Semiotic August 2024 Update

:woman_astronaut: Summary

Over the past month, we’ve made key progress across several areas. We identified and fixed bugs for TAP, releasing two new candidates ahead of 1.0.0. In verifiability, we are advancing our proof-of-concept to verify post-merge Ethereum data and plan to extend flat-head for further verification capabilities next month. Our synthetic dataset generation paper, researching natural language to SQL, has undergone peer review, and we’re incorporating feedback while preparing to release the data and code alongside our paper. Lastly, we paused work on the Inference Service to focus on more pressing priorities and will investigate AI applications for The Graph in the coming month.

TAP

We’ve been running TAP in prod this past month on our indexer. We’ve found numerous bugs and paused further external testing while we worked on the various fixes. Consequently, we released two more release candidates, 1.0.0-rc.5 and 1.0.0-rc.6, before releasing 1.0.0.

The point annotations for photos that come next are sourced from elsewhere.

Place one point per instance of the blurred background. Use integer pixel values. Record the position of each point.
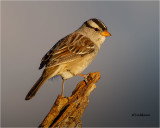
(128, 61)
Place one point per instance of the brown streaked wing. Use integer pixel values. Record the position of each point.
(73, 47)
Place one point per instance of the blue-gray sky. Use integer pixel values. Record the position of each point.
(127, 61)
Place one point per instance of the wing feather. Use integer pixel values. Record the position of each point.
(68, 49)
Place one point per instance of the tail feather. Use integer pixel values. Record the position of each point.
(35, 88)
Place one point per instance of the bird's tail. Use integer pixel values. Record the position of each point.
(35, 88)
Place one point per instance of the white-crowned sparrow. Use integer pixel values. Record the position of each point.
(72, 54)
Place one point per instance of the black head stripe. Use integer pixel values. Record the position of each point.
(88, 25)
(99, 23)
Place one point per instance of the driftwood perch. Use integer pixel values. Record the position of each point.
(67, 111)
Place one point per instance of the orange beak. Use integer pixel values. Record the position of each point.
(105, 33)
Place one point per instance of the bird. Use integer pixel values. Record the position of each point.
(72, 54)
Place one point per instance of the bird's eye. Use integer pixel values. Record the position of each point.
(96, 29)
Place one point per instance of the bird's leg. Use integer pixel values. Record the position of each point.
(63, 87)
(83, 75)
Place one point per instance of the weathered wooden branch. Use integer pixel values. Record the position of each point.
(67, 111)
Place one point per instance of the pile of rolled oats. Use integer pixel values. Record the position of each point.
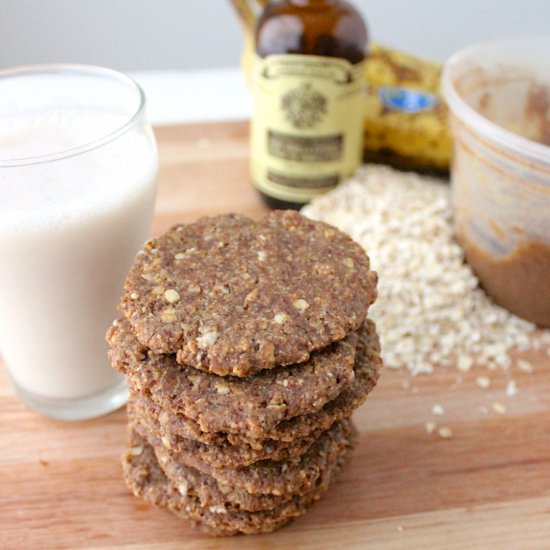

For the next month, we expect to find new bugs as new Indexers join in and improve the documentation further as Indexers work through their migration.

Verifiability

We are continuing to work on extending flat-head to verify post-merge Ethereum data stored in Firehose flat files. We currently have tooling to verify inclusion proofs for Ethereum Consensus Layer (CL) blocks and states, e.g., to prove that an Ethereum execution layer block hash was included in a CL layer block. We are working on a proof-of-concept to verify that one ERA (8192 execution blocks) is included in a CL state. We are investigating using Pinax’s Ethereum CL Firehose implementation to obtain the necessary CL information. We plan to finish this PoC in the coming month and begin extending flat-head to support post-merge verification.

AI

Synthetic Datasets for Natural Language to SQL

We recently completed the peer review process for our synthetic data generation research, receiving invaluable feedback that has helped refine our report and inform the future direction of our work. Building on this feedback, we’ve expanded our initial investigation to explore the effectiveness of our data generation methodology in an in-domain setting using the Spider benchmark. We are currently awaiting results from this latest round of experiments. We plan to update our report with these findings in the coming weeks. Additionally, we look forward to releasing our synthetic datasets, model weights, and open-source code for data generation. These resources will be made available in tandem with the public release of our research.

Inference Service

Last month, we reprioritized our work. We found that there were higher-priority things we could work on instead of the Inference Service. In the short term, we will pause work on the Inference Service and investigate ways to directly improve The Graph using AI. That investigation is our plan for next month.